The crowd in the train pushed and shoved, outwards and inwards, at each station. The next one would be Balneario Florida. ‘Ours next,’ he called out, knowing they could not see, and gave a little squeeze to Julie’s hand. The next instant he noticed Ursula freeing space among the surrounding passengers and, in one seamless movement, wrestled Cliffie’s warm anorak – the one she had bought for him last year in Germany – from him. To Cliffie’s querying expression she responded with a few, swift, explanatory words. The train had stopped and B pushed through for their group to alight. As they passed close to the father and the little boy he was carrying, Ursula, in a movement, so dexterous, that it was like a conjurer presenting a new trick had, without disturbing the child unduly, put the anorak around him and his arms into the sleeves. There was a smile for the father and a touch on the boys face before she stepped out of the train to join them on the platform. As the train drew away, it was then, if he had not known it before, that B realised he was united in life with a very special person.

With a car user these small encounters were not so likely to happen. A family become isolated from the common ruck of humanity when they become car owners, and car owners were increasing in number in Sao Paulo, although still a very small minority of the population. Notwithstanding, these considerations a surrender was made to ‘progress’ and, on 10th October 1964 he paid over to his friend, Ron Duncan a sum of US$400.00 and £100 plus six post-dated cheques for CR$188,800.00 each at monthly intervals. The car was a 1962 Gordini of French origin and manufactured under licence in the Sao Paulo factory of Willys Overland, an American company. It had clocked up 12,030 kilometres and its price in Sterling of the day was £550.

The following day was a Sunday and they decided to drive out in the car to the lakes where they had bought a plot of land and membership in a club called Silvaplana. He noticed on their return that they had covered 47 kilometres on this excursion and the indicator showed 12,077 kilometres. The Gordini was a small car and not at all robust in its make-up so he decided he would continue to use the cars from the car pool at work, and the Gordini remained unused until they were visiting Norah and Ron in December. ‘Have you still got the Gordini?’ Asked Ron. ‘Yes, it’s at home.’ ‘Don’t you use it?’ ‘Not a lot, I’m using Perkin’s cars, chiefly. Why? Do you want to buy it back?’ ‘Well, it so happens I would,’ replied Ron. A deal he had been negotiating regarding a car had fallen through.

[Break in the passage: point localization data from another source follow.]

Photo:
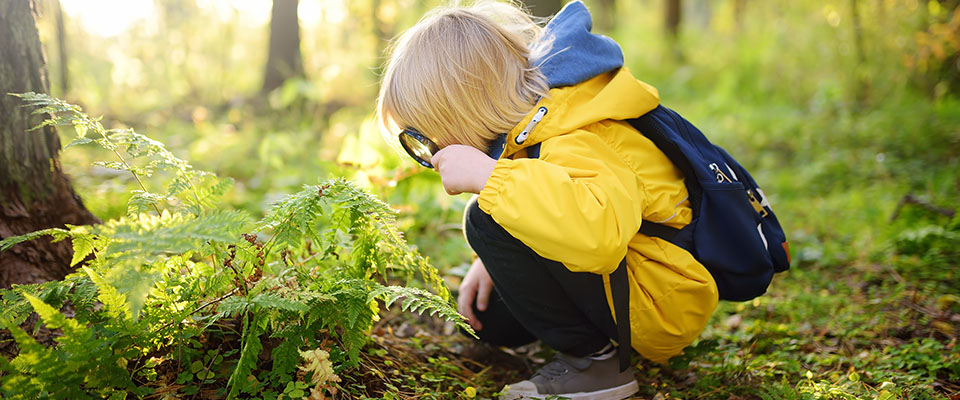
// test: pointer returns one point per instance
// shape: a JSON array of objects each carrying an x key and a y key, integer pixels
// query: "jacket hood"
[
  {"x": 588, "y": 84},
  {"x": 576, "y": 54},
  {"x": 615, "y": 95}
]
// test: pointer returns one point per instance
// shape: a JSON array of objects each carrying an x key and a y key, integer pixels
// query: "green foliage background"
[{"x": 839, "y": 108}]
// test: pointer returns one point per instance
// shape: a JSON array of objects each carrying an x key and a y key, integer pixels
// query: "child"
[{"x": 491, "y": 89}]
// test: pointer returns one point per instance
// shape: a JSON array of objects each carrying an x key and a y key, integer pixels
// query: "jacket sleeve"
[{"x": 578, "y": 204}]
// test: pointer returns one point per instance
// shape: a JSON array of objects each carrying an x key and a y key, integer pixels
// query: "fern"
[
  {"x": 178, "y": 274},
  {"x": 419, "y": 301}
]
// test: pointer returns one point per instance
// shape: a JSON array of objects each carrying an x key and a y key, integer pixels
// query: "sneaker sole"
[{"x": 615, "y": 393}]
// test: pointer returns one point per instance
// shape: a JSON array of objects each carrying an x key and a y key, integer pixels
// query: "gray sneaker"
[{"x": 576, "y": 379}]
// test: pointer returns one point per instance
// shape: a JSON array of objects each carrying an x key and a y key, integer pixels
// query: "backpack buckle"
[{"x": 757, "y": 206}]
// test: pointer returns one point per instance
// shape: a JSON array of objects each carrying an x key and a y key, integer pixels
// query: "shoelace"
[{"x": 554, "y": 369}]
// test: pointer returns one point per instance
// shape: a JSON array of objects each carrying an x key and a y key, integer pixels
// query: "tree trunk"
[
  {"x": 62, "y": 51},
  {"x": 672, "y": 17},
  {"x": 604, "y": 15},
  {"x": 544, "y": 8},
  {"x": 34, "y": 192},
  {"x": 283, "y": 60}
]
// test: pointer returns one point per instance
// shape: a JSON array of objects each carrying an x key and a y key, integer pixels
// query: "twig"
[{"x": 205, "y": 305}]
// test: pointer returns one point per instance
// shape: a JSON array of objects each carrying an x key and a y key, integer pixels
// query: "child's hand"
[
  {"x": 463, "y": 168},
  {"x": 475, "y": 285}
]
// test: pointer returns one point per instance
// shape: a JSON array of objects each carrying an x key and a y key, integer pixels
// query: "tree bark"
[
  {"x": 672, "y": 17},
  {"x": 604, "y": 15},
  {"x": 62, "y": 51},
  {"x": 284, "y": 60},
  {"x": 34, "y": 192},
  {"x": 544, "y": 8}
]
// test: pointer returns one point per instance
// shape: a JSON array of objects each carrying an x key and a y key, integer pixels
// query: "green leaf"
[
  {"x": 248, "y": 357},
  {"x": 115, "y": 303},
  {"x": 78, "y": 141},
  {"x": 83, "y": 245},
  {"x": 57, "y": 233}
]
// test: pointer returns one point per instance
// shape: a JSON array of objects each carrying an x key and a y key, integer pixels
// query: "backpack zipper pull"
[{"x": 721, "y": 177}]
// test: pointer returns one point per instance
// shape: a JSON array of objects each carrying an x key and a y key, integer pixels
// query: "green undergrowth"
[{"x": 182, "y": 297}]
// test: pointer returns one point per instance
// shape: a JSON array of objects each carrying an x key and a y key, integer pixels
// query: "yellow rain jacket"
[{"x": 582, "y": 202}]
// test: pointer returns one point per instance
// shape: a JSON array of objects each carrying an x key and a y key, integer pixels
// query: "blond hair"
[{"x": 463, "y": 75}]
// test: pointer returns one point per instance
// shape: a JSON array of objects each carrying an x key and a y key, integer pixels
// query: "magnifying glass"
[{"x": 418, "y": 146}]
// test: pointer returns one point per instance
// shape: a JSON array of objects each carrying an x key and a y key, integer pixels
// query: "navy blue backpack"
[{"x": 733, "y": 233}]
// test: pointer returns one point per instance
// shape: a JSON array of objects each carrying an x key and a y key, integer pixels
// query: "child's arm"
[{"x": 579, "y": 204}]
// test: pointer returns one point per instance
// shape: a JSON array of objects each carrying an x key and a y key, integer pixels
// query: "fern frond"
[
  {"x": 115, "y": 304},
  {"x": 238, "y": 381},
  {"x": 420, "y": 301},
  {"x": 168, "y": 233}
]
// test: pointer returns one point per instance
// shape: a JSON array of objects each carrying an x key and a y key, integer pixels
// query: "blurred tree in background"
[
  {"x": 283, "y": 58},
  {"x": 34, "y": 192}
]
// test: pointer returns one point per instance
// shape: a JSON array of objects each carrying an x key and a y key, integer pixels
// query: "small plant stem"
[
  {"x": 207, "y": 370},
  {"x": 198, "y": 309},
  {"x": 99, "y": 128}
]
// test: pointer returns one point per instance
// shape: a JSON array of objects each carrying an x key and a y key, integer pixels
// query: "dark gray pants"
[{"x": 536, "y": 298}]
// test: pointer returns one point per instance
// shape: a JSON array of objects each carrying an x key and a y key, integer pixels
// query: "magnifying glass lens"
[{"x": 418, "y": 146}]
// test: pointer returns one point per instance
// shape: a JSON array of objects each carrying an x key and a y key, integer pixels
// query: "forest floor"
[{"x": 849, "y": 333}]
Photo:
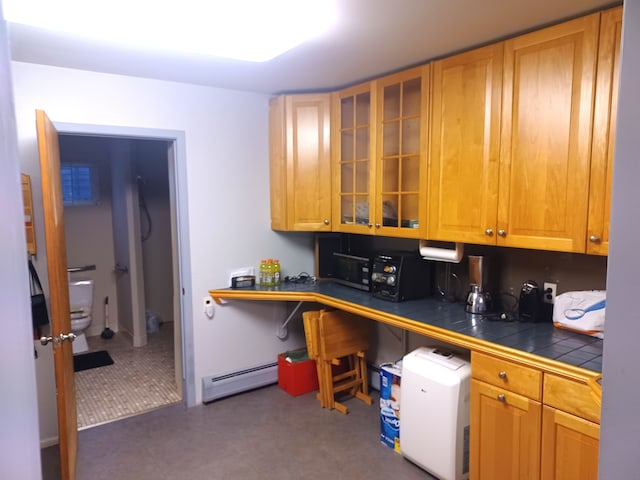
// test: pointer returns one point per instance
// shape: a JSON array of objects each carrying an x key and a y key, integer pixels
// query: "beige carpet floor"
[{"x": 140, "y": 380}]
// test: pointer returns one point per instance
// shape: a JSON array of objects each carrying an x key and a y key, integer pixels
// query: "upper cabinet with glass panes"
[{"x": 379, "y": 162}]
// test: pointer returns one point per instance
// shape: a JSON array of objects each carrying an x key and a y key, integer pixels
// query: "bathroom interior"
[{"x": 121, "y": 259}]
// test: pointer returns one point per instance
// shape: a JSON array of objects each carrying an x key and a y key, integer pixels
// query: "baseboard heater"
[{"x": 219, "y": 386}]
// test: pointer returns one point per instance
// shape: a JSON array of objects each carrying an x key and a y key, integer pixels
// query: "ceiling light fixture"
[{"x": 249, "y": 30}]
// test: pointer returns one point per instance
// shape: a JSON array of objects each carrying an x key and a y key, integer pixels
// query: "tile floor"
[{"x": 140, "y": 379}]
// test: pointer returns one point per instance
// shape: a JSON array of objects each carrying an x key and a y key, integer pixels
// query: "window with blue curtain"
[{"x": 79, "y": 184}]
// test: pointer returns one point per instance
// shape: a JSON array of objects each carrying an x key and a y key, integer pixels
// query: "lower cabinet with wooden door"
[
  {"x": 505, "y": 420},
  {"x": 570, "y": 430},
  {"x": 529, "y": 424}
]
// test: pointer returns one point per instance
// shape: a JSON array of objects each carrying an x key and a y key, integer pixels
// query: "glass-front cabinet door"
[
  {"x": 401, "y": 166},
  {"x": 353, "y": 163}
]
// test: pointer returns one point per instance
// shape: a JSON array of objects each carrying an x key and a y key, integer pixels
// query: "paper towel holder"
[{"x": 441, "y": 254}]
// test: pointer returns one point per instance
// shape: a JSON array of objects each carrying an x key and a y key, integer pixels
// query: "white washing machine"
[{"x": 434, "y": 412}]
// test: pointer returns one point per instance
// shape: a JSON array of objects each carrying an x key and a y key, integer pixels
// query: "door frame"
[{"x": 179, "y": 176}]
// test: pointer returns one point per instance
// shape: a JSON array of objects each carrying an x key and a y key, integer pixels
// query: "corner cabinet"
[
  {"x": 604, "y": 128},
  {"x": 547, "y": 107},
  {"x": 300, "y": 162},
  {"x": 379, "y": 158}
]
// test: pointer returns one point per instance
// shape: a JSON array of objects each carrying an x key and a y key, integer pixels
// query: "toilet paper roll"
[{"x": 441, "y": 254}]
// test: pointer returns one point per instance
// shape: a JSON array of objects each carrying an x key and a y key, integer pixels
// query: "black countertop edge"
[{"x": 542, "y": 339}]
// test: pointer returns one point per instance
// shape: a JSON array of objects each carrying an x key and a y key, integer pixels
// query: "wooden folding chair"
[{"x": 343, "y": 340}]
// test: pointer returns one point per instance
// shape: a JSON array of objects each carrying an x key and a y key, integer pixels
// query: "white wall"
[
  {"x": 19, "y": 455},
  {"x": 620, "y": 425},
  {"x": 228, "y": 190}
]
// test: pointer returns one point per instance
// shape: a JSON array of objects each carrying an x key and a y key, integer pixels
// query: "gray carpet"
[{"x": 264, "y": 434}]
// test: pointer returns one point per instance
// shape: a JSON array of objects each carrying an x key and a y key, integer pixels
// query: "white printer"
[{"x": 435, "y": 410}]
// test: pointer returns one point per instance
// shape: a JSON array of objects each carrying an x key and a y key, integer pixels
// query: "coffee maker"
[{"x": 478, "y": 299}]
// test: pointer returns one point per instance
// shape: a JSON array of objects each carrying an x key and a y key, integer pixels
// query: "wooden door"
[
  {"x": 402, "y": 106},
  {"x": 58, "y": 293},
  {"x": 549, "y": 78},
  {"x": 505, "y": 434},
  {"x": 465, "y": 146},
  {"x": 308, "y": 170},
  {"x": 604, "y": 129},
  {"x": 569, "y": 446},
  {"x": 353, "y": 133}
]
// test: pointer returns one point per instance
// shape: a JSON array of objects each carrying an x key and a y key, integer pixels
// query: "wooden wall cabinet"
[
  {"x": 300, "y": 162},
  {"x": 353, "y": 150},
  {"x": 380, "y": 140},
  {"x": 604, "y": 128},
  {"x": 547, "y": 111},
  {"x": 518, "y": 177},
  {"x": 465, "y": 146}
]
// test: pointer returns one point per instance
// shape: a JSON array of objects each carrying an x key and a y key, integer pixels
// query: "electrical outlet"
[{"x": 549, "y": 294}]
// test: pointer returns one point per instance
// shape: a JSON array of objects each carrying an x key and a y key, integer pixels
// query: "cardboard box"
[
  {"x": 296, "y": 376},
  {"x": 390, "y": 376}
]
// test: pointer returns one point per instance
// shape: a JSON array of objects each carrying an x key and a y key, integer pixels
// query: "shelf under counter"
[{"x": 540, "y": 345}]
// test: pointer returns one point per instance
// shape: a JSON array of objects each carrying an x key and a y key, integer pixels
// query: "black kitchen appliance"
[
  {"x": 399, "y": 276},
  {"x": 530, "y": 306},
  {"x": 352, "y": 270}
]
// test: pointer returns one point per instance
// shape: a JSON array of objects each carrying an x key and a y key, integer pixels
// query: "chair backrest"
[{"x": 342, "y": 333}]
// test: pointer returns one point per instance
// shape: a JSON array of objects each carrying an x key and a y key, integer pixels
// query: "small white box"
[{"x": 436, "y": 406}]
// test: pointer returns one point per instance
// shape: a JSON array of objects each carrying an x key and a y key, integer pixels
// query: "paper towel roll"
[{"x": 441, "y": 254}]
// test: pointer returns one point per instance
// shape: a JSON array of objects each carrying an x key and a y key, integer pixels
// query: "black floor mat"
[{"x": 85, "y": 361}]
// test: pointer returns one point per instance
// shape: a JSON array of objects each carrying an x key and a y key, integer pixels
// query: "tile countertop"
[{"x": 541, "y": 339}]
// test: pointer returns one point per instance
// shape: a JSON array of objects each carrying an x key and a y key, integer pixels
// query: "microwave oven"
[
  {"x": 352, "y": 270},
  {"x": 399, "y": 276}
]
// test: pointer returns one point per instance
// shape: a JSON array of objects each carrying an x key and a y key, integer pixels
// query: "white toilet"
[{"x": 81, "y": 304}]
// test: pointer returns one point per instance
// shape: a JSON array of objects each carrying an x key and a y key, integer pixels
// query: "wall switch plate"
[
  {"x": 208, "y": 306},
  {"x": 241, "y": 272},
  {"x": 549, "y": 292}
]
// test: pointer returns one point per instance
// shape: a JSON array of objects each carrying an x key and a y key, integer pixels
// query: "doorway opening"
[{"x": 130, "y": 233}]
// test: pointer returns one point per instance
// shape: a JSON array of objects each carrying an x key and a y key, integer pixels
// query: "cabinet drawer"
[
  {"x": 571, "y": 397},
  {"x": 510, "y": 376}
]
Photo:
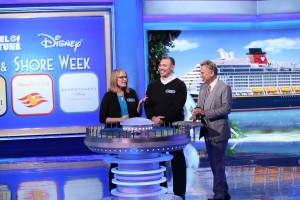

Whilst Norah and Ursula chatted over the two babies, Caroline and Lorraine, and Julie and Cliffie looked at toys and books with the bigger Duncan girls, Ron and B agreed a return sale of the Gordini for CR$1,544,800.00 and the cancellation of the remaining cheques still un-cashed. ‘You’ll have to call round to collect the car before the 27th; that’s the day we’ll be off on holiday to Ubatuba.’ Ron called with Pammy and Daphne on 26th to take the car away and pay over the money in cash. The Gordini still had only 12,077 kilometres on the clock, so B had kept the first car he had ever bought for only 75 days and, in that time, had run it for a total of a mere 47 kilometres. It was not until he was over fifty years of age, another 12 years on, and living in a different country before he came to buy another car.